Google Groups no longer supports new Usenet posts or subscriptions. Historical content remains viewable.
Dismiss

[perl #16144] [PATCH] quotematch speedup

1 view
Skip to first unread message

Nicholas Clark

unread,
Aug 12, 2002, 10:02:43 AM8/12/02
to perl6-i...@perl.org
On Mon, Aug 12, 2002 at 01:56:49PM +0000, jryan wrote:
> # New Ticket Created by jryan
> # Please include the string: [perl #16144]
> # in the subject line of all future correspondence about this issue.
> # <URL: http://rt.perl.org/rt2/Ticket/Display.html?id=16144 >
>
>
> Small speed patch for assemble.pl here...
> Benchmarks that I've done show that the new expression will
> match about 40% faster for strings that should match and fail
> about 400% faster for strings that should fail.
>
> Not really a big deal, but speed is good right? :)

Well, I find assemble.pl too slow, so I like speed.

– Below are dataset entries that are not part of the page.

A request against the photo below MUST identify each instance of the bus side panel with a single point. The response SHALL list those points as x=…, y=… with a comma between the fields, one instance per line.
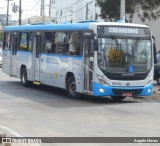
x=6, y=61
x=54, y=69
x=24, y=59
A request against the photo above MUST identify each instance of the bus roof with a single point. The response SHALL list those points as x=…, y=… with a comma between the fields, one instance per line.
x=68, y=26
x=86, y=25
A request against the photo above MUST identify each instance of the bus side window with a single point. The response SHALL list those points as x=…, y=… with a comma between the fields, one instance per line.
x=48, y=42
x=74, y=43
x=6, y=42
x=60, y=43
x=24, y=41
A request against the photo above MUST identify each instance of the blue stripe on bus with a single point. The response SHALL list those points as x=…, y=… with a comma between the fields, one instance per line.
x=108, y=90
x=60, y=27
x=24, y=52
x=62, y=56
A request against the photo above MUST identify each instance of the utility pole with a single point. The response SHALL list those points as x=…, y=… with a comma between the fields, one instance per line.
x=87, y=10
x=7, y=12
x=42, y=10
x=20, y=12
x=50, y=3
x=122, y=10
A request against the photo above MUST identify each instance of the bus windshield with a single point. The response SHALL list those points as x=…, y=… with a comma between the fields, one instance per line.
x=124, y=55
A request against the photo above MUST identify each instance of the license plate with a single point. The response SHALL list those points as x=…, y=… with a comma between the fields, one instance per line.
x=127, y=94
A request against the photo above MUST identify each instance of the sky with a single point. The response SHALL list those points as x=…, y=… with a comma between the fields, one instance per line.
x=31, y=7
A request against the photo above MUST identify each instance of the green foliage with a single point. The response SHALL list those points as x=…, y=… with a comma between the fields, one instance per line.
x=146, y=10
x=1, y=35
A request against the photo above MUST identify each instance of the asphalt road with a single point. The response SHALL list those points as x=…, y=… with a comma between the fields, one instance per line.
x=43, y=111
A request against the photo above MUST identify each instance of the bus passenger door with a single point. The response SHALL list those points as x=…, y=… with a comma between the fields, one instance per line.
x=37, y=47
x=88, y=53
x=14, y=47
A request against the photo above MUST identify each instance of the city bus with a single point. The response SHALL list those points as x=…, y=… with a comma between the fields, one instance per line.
x=93, y=58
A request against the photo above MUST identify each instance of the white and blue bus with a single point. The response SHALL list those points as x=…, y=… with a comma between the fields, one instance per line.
x=93, y=58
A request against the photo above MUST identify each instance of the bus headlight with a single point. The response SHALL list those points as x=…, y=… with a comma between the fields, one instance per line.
x=101, y=80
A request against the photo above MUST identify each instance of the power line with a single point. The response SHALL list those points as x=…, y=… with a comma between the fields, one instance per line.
x=33, y=6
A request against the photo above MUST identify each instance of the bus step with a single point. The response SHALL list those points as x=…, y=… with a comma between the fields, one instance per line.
x=36, y=82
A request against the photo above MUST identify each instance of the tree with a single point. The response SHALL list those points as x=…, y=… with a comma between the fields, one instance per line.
x=146, y=10
x=1, y=35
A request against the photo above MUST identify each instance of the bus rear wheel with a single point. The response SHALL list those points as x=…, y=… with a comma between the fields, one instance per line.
x=71, y=88
x=24, y=79
x=118, y=98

> --- assemble_old.pl 2002-08-04 21:00:02.000000000 -0400
> +++ assemble.pl 2002-08-12 00:03:56.000000000 -0400
> @@ -263,8 +263,8 @@ sub preprocess {
> }
> elsif(/^\.constant \s+
> ($label_re) \s+
> - (\"(?:[^\\\"]*(?:\\.[^\\\"]*)*)\" |
> - \'(?:[^\\\']*(?:\\.[^\\\']*)*)\'
> + ( " (?: \\. | [^\\"]* ) " |
> + ' (?: \\. | [^\\"]* ) '
> )/x) { # .constant {name} {string}
> $self->{constants}{$1} = $2;
> }

The regexp you've changed is identical to the $str_re regexp, isn't it?
In which case, does changing that section to $str_re and then changing the
(global) definition for $str_re to your better version give an even bigger
speedup?

Nicholas Clark

Simon Cozens

unread,
Aug 12, 2002, 11:01:13 AM8/12/02
to perl6-i...@perl.org
ni...@ccl4.org (Nicholas Clark) writes:
> Well, I find assemble.pl too slow, so I like speed.

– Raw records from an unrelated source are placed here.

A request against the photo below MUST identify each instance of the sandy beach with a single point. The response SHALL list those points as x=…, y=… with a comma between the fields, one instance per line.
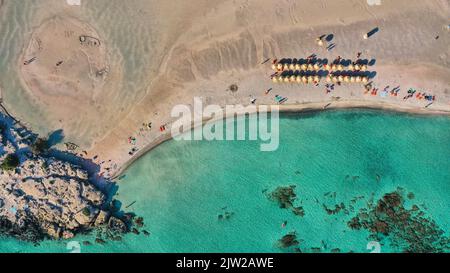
x=92, y=90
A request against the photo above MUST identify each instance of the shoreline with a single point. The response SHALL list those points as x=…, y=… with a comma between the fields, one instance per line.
x=294, y=108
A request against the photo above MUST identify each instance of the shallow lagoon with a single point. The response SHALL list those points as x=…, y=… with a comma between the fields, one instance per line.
x=184, y=190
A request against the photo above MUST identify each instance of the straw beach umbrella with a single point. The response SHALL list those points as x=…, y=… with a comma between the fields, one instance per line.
x=319, y=41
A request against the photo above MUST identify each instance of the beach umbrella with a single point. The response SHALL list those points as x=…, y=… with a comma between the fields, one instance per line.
x=319, y=41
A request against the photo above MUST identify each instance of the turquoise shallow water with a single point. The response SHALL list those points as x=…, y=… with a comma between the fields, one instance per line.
x=180, y=188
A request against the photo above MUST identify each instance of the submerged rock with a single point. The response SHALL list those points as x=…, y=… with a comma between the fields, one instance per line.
x=288, y=240
x=285, y=198
x=404, y=228
x=117, y=225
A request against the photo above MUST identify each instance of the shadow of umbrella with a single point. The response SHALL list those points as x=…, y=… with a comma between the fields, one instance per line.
x=370, y=33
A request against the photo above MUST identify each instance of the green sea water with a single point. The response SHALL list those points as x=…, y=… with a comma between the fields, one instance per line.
x=181, y=187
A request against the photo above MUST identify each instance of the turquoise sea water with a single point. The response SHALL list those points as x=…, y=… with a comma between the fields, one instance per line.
x=180, y=188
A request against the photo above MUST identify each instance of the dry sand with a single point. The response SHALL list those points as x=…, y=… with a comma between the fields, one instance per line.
x=199, y=48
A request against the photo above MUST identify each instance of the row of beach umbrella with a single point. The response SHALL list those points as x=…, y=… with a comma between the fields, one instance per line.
x=315, y=79
x=316, y=67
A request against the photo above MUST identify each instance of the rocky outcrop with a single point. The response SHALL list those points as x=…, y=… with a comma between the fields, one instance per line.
x=46, y=197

Good grief. Maybe someone should implement it in XS; then as well as being
fast, we'd avoid duplicating code from the core, and we'd have the basis of
a bytecode emission library that things compiling to Parrot can use.

Oh, wait.

The assembler appears to have an amazingly cyclic lifestyle. Has anyone
suggested splitting it up to a bunch of different modules (again) yet?

--
When Simon Cozens writes code, I always think twice about whether
something is a bug or an esoteric implementation.
- Daniel Packer

Simon Cozens

unread,
Aug 12, 2002, 12:33:48 PM8/12/02
to Nicholas Clark, perl6-i...@perl.org
Nicholas Clark:
> Specifically:
> Why are we back to a single file assembler in pure perl?
> Why is it being proposed to be split up again?
> Are we going round in circles, or do the changes represent a spiral?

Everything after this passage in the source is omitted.